Embodiments of the present invention generally relate to methods for depositing metals. Specific embodiments of the invention are directed to methods for the deposition of tantalum nitride (TaN) using CVD or ALD techniques.
Atomic Layer Deposition (ALD) deposited tantalum nitride (TaN) is a promising candidate for copper barrier, especially for very fine structures. The deposition of TaN as a copper barrier can be performed on bare substrates or various underlayers, including, but not limited to low-k dielectrics. Tantalum nitride films are used, for example, in front end of line (FEOL) processes as an etch stop on top of a work function material to protect gate materials and as a barrier for aluminum deposition. TaN is also used in back end of line (BEOL) processes as a copper barrier to prevent diffusion of copper into the adjacent layer.

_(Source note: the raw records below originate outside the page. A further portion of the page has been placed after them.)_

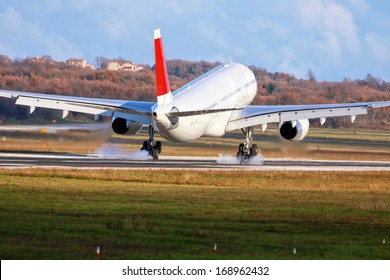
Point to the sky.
(336, 39)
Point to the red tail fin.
(163, 89)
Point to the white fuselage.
(230, 85)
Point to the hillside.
(49, 76)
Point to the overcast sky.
(336, 39)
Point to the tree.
(310, 75)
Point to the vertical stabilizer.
(163, 90)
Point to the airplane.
(211, 105)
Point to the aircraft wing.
(261, 115)
(131, 110)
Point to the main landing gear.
(246, 151)
(153, 149)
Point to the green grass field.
(66, 214)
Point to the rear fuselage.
(231, 85)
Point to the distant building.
(82, 63)
(125, 66)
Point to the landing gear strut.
(154, 149)
(245, 150)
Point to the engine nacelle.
(123, 126)
(295, 130)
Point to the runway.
(52, 160)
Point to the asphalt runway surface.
(45, 160)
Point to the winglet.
(163, 90)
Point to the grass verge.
(65, 214)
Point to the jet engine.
(123, 126)
(294, 130)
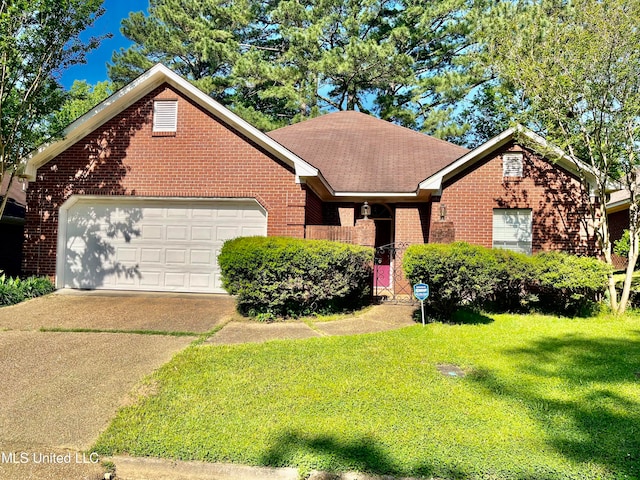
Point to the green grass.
(544, 398)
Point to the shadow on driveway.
(119, 311)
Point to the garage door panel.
(151, 256)
(202, 233)
(152, 232)
(161, 247)
(176, 232)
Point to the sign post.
(421, 292)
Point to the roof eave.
(434, 182)
(140, 87)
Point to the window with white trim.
(512, 164)
(165, 116)
(512, 229)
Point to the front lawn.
(544, 398)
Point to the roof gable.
(534, 141)
(136, 90)
(359, 153)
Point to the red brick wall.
(205, 158)
(559, 206)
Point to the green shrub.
(292, 277)
(15, 290)
(460, 274)
(463, 275)
(621, 246)
(569, 284)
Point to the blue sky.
(95, 69)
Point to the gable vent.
(165, 115)
(512, 165)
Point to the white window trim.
(165, 116)
(513, 229)
(512, 164)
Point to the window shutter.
(512, 229)
(512, 165)
(165, 115)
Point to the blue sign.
(421, 291)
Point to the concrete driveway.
(60, 389)
(69, 309)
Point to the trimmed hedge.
(288, 277)
(16, 290)
(463, 275)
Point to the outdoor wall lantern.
(365, 210)
(443, 212)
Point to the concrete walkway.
(62, 388)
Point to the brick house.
(144, 189)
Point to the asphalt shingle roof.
(359, 153)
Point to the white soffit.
(140, 87)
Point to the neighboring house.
(12, 226)
(144, 189)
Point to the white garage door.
(153, 245)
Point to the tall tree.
(577, 65)
(80, 98)
(407, 61)
(38, 40)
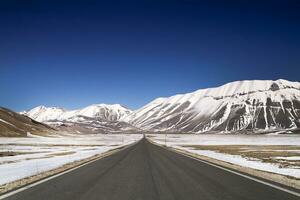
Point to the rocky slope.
(237, 106)
(14, 124)
(97, 118)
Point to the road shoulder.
(287, 182)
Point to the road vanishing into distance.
(148, 172)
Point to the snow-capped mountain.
(97, 111)
(240, 105)
(97, 118)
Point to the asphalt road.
(145, 171)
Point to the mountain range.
(240, 106)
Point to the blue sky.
(75, 53)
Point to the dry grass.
(267, 154)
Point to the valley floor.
(24, 157)
(278, 154)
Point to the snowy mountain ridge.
(240, 105)
(236, 106)
(104, 112)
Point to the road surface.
(146, 171)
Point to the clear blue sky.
(75, 53)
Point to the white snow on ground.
(289, 158)
(179, 142)
(221, 139)
(41, 154)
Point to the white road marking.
(234, 172)
(61, 173)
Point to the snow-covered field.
(272, 153)
(23, 157)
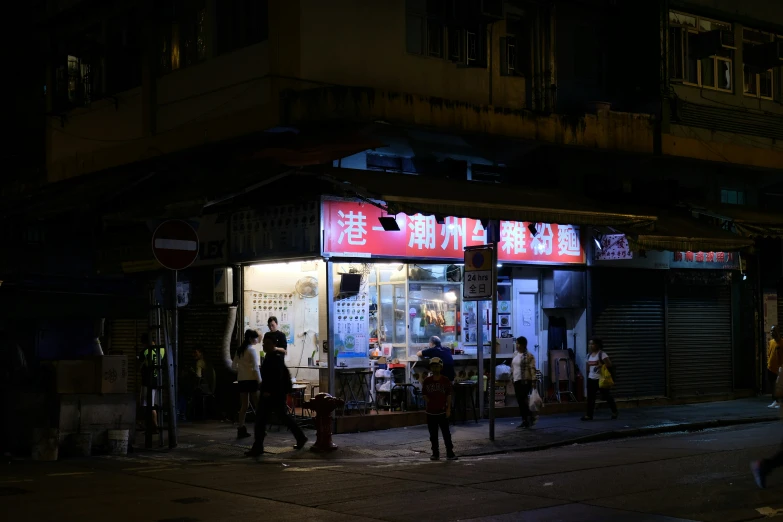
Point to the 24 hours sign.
(479, 274)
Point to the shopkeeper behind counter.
(436, 350)
(281, 343)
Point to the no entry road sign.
(175, 244)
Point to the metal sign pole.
(493, 345)
(480, 354)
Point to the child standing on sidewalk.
(437, 394)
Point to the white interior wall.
(282, 278)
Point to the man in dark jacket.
(275, 386)
(436, 350)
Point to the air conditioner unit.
(763, 57)
(223, 286)
(710, 43)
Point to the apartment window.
(732, 197)
(424, 27)
(182, 37)
(79, 73)
(756, 82)
(241, 23)
(509, 65)
(701, 51)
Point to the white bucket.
(46, 442)
(118, 442)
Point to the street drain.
(191, 500)
(10, 491)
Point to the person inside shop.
(774, 362)
(275, 386)
(523, 368)
(444, 354)
(595, 361)
(281, 343)
(149, 358)
(437, 391)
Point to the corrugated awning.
(684, 234)
(483, 201)
(747, 222)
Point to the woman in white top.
(523, 367)
(248, 376)
(596, 359)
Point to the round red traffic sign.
(175, 244)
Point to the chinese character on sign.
(479, 234)
(542, 243)
(512, 237)
(454, 228)
(423, 232)
(353, 227)
(568, 241)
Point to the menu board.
(265, 306)
(352, 325)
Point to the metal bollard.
(323, 405)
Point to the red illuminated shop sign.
(352, 229)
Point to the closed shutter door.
(124, 340)
(628, 314)
(700, 348)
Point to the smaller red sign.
(175, 244)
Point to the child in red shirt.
(437, 394)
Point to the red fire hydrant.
(323, 405)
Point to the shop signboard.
(705, 260)
(351, 229)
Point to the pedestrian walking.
(762, 468)
(436, 349)
(595, 361)
(523, 368)
(774, 363)
(275, 386)
(437, 392)
(13, 374)
(246, 365)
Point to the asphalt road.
(696, 476)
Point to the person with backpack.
(595, 361)
(13, 366)
(275, 386)
(246, 365)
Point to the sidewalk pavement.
(215, 440)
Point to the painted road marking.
(176, 244)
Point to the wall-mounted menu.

Generally, a larger amount of tantalum results in better adhesion of a subsequently deposited layer. In processing TaN, higher power plasma is known to damage the TaN layer. Such damage can include, higher capacitances, increase dielectric constant resulting in greater leakage currents, etching of carbon in low-k films, collapsing of the pores in low-k films and penetration through high-k films and interface layer. Damage to the underlying layers is a concern in processes that include, but are not limited to, metal gate deposition, formation of a treatment film on a low K films, and silicide deposition. In metal gate deposition, the substrate may be Si and may include a thin oxide layer deposited on the Si substrate having a thickness of less than about 10 Å, a high K oxide disposed on the thin oxide layer having a thickness less than about 20 Å, an optional cap layer having a thickness in the range from about 10 Å to about 20 Å and a metal gate layer such as a tantalum or cobalt metal layer. In processes for providing a treatment film on a low K film, the substrate includes a low K material, a barrier layer deposited on the substrate followed by a metal deposition on the barrier layer or treatment of the barrier layer. The barrier layer in such processes is typically thin. In silicide deposition, the substrate typically includes Si and includes a metal silicide layer disposed thereon and cleaned and a barrier layer is disposed on the metal silicide layer.
There is an ongoing need to develop methods of depositing TaN films having one or more of better performance, higher film density, lower resistivity, less or no plasma damage and uniform barrier coverage and stop coverages.